Ignacio Marván. La política de la amistad
José Antonio Aguilar Rivera
…la suya era una política de izquierda que evitaba el resentimiento. Nunca le escuché uno solo de los lugares comunes –ahora moneda corriente entre los interventores del CIDE– sobre el carácter “neoliberal” de la institución que fue su casa por más de un cuarto de siglo. Creía en la comunidad de la diferencia.
Creo que la gran fortuna de Ignacio Marván Laborde, muerto hace unos meses a los 70 años, fue no haber tenido éxito en la política. El fracaso hizo posible que se dedicara a la academia. Gracias a ello tuve un colega excepcional por 27 años en el CIDE. Nacho y yo llegamos el mismo año a una institución que entonces se reinventaba. Creo ahora que Marván fue ejemplar en el sentido estricto de la palabra: fue un ejemplo de que la política comprometida no tenía que ser una política de la enemistad. Nos tocó observar desde la misma atalaya episodios de polarización política en el país: la alternancia en el 2000, las divisivas elecciones de 2006 y, finalmente, el arribo al poder de su opción ideológica en 2018. Sin embargo, jamás se nos ocurrió pensarnos como enemigos o adversarios. Nunca tuvimos un altercado; no porque nos evitáramos sino todo lo contrario. No fuimos amigos íntimos, pero nos tuvimos afecto y respeto irrestrictos. Éramos, sobre todo, colegas y amigos que conversaban, discutían y aprendían uno del otro. Y no menos importante: que se reían. Lo excepcional era que la suya era una política de izquierda que evitaba el resentimiento. Nunca le escuché uno solo de los lugares comunes –ahora moneda corriente entre los interventores del CIDE– sobre el carácter “neoliberal” de la institución que fue su casa por más de un cuarto de siglo. Creía en la comunidad de la diferencia. No se sintió marginado, relegado ni rechazado a pesar de no compartir la misma formación de otros colegas y tener otra historia de vida. Rechazó el discurso del victimismo y la alienación. Hasta el último día de su vida Nacho fue un ciudadano orgulloso y comprometido de nuestra pequeña y vilipendiada república. Cuando hace tres lustros la División de Estudios Políticos estaba sumida en un agudo conflicto interno fue Marván quien logró reconciliarla con sobriedad y realismo. Hasta antes de que la pandemia destruyera lo que quedaba de vida colegial en el CIDE, Nacho pasaba con frecuencia a mi cubículo para discutir sobre historia y política. Esa disposición socrática le ganó tantos entrañables amigos con quienes disentía profundamente en términos políticos e ideológicos. A diferencia de la política de la mezquindad que triunfó en el 2018 y se hizo ortodoxia oficial en el gobierno y sus adláteres Marván no escatimó el mérito donde lo encontró.

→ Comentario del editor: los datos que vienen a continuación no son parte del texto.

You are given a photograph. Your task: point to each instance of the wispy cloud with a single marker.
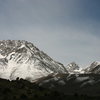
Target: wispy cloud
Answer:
(67, 30)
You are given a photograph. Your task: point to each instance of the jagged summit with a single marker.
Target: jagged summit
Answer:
(74, 68)
(93, 68)
(19, 58)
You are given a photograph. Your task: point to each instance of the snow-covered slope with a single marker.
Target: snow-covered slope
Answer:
(22, 59)
(93, 68)
(73, 68)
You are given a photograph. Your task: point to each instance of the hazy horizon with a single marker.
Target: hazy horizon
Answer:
(67, 30)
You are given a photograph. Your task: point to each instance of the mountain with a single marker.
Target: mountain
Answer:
(82, 84)
(93, 68)
(73, 68)
(22, 59)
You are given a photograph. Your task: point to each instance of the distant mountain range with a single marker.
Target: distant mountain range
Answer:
(22, 60)
(19, 58)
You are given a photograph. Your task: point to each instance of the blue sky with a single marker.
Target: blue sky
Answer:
(67, 30)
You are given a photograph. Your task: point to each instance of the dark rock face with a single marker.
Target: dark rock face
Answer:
(22, 59)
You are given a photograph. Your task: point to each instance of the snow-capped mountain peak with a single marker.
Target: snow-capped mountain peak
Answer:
(93, 68)
(22, 59)
(73, 68)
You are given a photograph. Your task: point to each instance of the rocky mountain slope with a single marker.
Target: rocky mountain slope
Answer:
(22, 59)
(73, 68)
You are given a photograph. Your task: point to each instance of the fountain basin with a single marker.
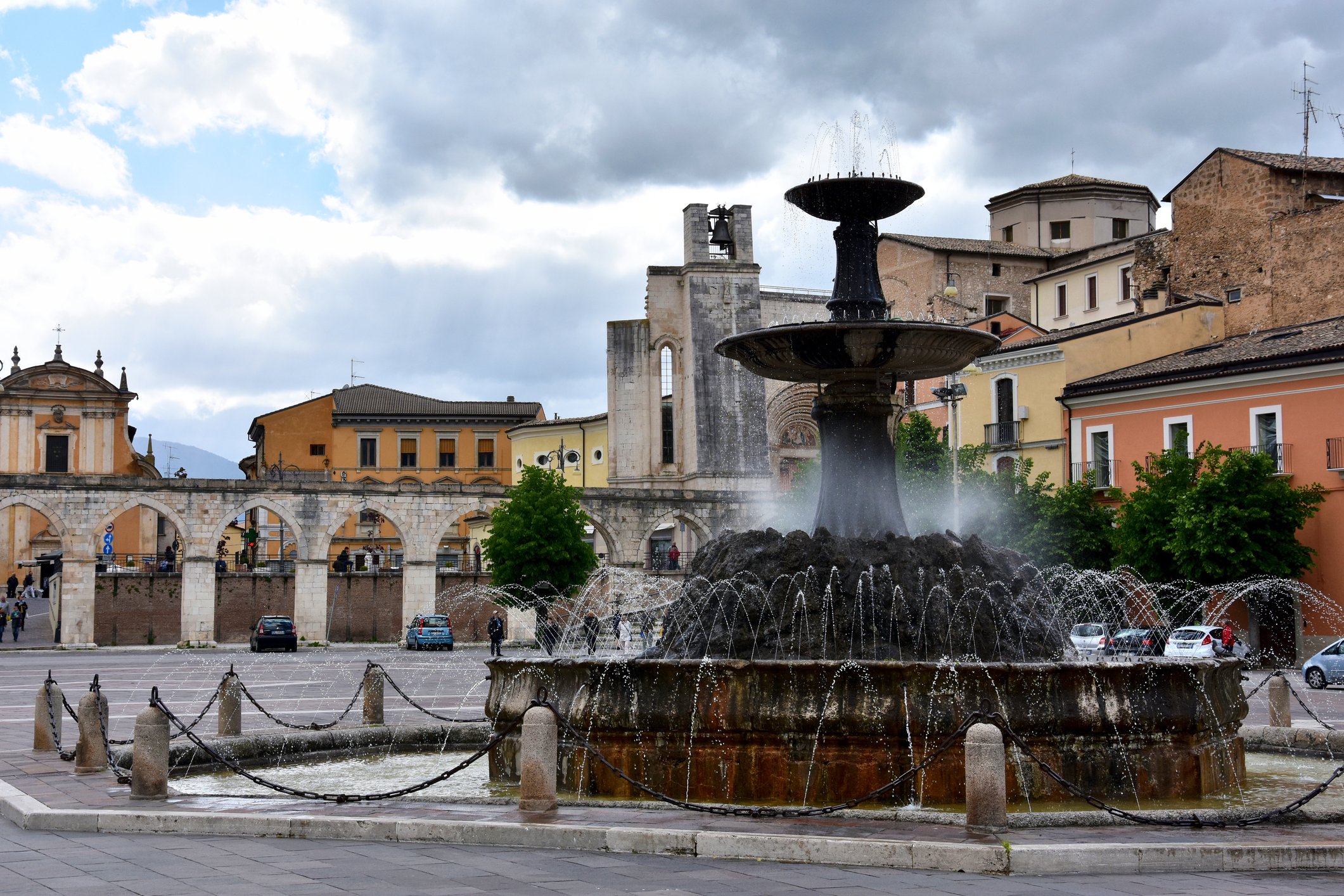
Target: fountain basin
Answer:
(824, 731)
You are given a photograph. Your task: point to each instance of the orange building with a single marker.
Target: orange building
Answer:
(376, 434)
(60, 419)
(1277, 391)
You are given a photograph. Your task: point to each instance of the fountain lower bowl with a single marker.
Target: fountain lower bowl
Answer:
(824, 731)
(832, 351)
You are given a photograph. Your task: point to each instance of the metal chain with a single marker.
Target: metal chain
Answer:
(309, 794)
(410, 700)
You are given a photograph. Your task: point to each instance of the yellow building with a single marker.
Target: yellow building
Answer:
(1011, 402)
(60, 419)
(375, 434)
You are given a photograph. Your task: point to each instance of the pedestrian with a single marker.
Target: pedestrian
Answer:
(591, 626)
(495, 628)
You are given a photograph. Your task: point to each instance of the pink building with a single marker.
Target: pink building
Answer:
(1276, 391)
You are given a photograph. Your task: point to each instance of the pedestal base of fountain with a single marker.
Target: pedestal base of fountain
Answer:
(821, 733)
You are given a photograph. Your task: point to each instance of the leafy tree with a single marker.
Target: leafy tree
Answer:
(1218, 516)
(537, 536)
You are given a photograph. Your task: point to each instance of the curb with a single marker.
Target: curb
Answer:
(549, 833)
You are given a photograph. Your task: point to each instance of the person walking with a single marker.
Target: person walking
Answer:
(591, 628)
(495, 629)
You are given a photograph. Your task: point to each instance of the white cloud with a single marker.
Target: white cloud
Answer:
(25, 87)
(70, 158)
(249, 66)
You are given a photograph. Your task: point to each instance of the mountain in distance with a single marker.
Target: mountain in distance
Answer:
(198, 463)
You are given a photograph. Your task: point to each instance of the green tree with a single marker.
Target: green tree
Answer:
(537, 536)
(1218, 516)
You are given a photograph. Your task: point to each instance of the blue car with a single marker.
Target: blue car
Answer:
(429, 633)
(1326, 668)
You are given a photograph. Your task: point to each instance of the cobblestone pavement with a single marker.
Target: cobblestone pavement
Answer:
(159, 866)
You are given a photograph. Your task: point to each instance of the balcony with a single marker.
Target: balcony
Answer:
(1003, 434)
(1281, 453)
(1104, 473)
(1335, 454)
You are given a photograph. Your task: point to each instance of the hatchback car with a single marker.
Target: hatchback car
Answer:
(429, 632)
(274, 632)
(1091, 639)
(1326, 668)
(1137, 643)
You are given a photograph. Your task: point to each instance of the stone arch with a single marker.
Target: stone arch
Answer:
(279, 509)
(190, 538)
(410, 547)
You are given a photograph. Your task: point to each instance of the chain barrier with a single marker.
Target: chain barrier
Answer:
(410, 700)
(312, 794)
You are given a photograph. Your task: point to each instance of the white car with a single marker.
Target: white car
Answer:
(1198, 641)
(1091, 639)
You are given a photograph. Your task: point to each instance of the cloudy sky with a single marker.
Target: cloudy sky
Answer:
(236, 199)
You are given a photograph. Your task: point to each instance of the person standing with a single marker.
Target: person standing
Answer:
(591, 626)
(495, 629)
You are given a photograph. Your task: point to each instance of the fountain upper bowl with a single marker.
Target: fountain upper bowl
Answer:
(835, 351)
(854, 198)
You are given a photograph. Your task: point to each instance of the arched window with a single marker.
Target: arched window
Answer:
(665, 376)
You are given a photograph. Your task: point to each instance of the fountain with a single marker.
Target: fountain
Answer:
(812, 668)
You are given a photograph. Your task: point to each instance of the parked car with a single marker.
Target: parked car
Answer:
(1091, 639)
(1326, 668)
(1137, 643)
(274, 632)
(433, 632)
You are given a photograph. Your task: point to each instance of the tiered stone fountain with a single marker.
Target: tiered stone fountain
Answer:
(815, 668)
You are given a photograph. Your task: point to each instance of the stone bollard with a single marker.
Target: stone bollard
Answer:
(538, 758)
(150, 755)
(373, 695)
(91, 752)
(230, 707)
(987, 786)
(46, 716)
(1280, 712)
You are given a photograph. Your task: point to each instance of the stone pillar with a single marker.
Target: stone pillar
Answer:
(150, 755)
(46, 718)
(418, 589)
(198, 602)
(230, 707)
(311, 601)
(538, 760)
(1280, 711)
(987, 786)
(373, 695)
(77, 601)
(91, 752)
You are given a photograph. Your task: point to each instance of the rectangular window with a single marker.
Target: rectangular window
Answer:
(58, 454)
(369, 451)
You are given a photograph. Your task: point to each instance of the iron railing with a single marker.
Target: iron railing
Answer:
(1283, 454)
(1104, 473)
(1003, 433)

Recuerdo que una mañana hace siete años recibí un correo electrónico de un colaborador del entonces ministro de la Suprema Corte de Justicia, José Ramón Cossío. De manera amable, pero imperativa, preguntaba cuándo entregaría mi capítulo sobre Emilio Rabasa para el libro sobre constitucionalistas que debía publicarse en el aniversario de la carta de 1917. Miré con asombro la pantalla porque hasta ese momento ignoraba que existiera un libro en el que yo sería colaborador. Después de un extraño intercambio de correos descubrí que en una reunión preparativa para ese volumen Nacho Marván había propuesto que yo escribiera el capítulo sobre Rabasa.[1] La propuesta fue aceptada… pero se olvidaron de avisarme. Recuerdo las carcajadas de Marván cuando se lo conté. Naturalmente, escribí el texto.
Nacho era la negación en persona del sectarismo. Jamás renegó de sus convicciones, pero no creyó que ellas le impidieran conversar con otros. La suya era una izquierda dialogante que exigía el debate y que se nutría del desacuerdo: no como combustible de la indignación sino como un genuino vehículo del entendimiento. Era un verdadero creyente del valor del pluralismo. La convicción no significaba la negación del disenso: por el contrario. Ahí, en ese espacio, Marván y yo nos encontramos. Por ello apreció a cabalidad la misión educativa e intelectual de la universidad a la que perteneció: una institución del Estado mexicano cuyo propósito trasciende las cortas miras ideológicas de los gobiernos en turno.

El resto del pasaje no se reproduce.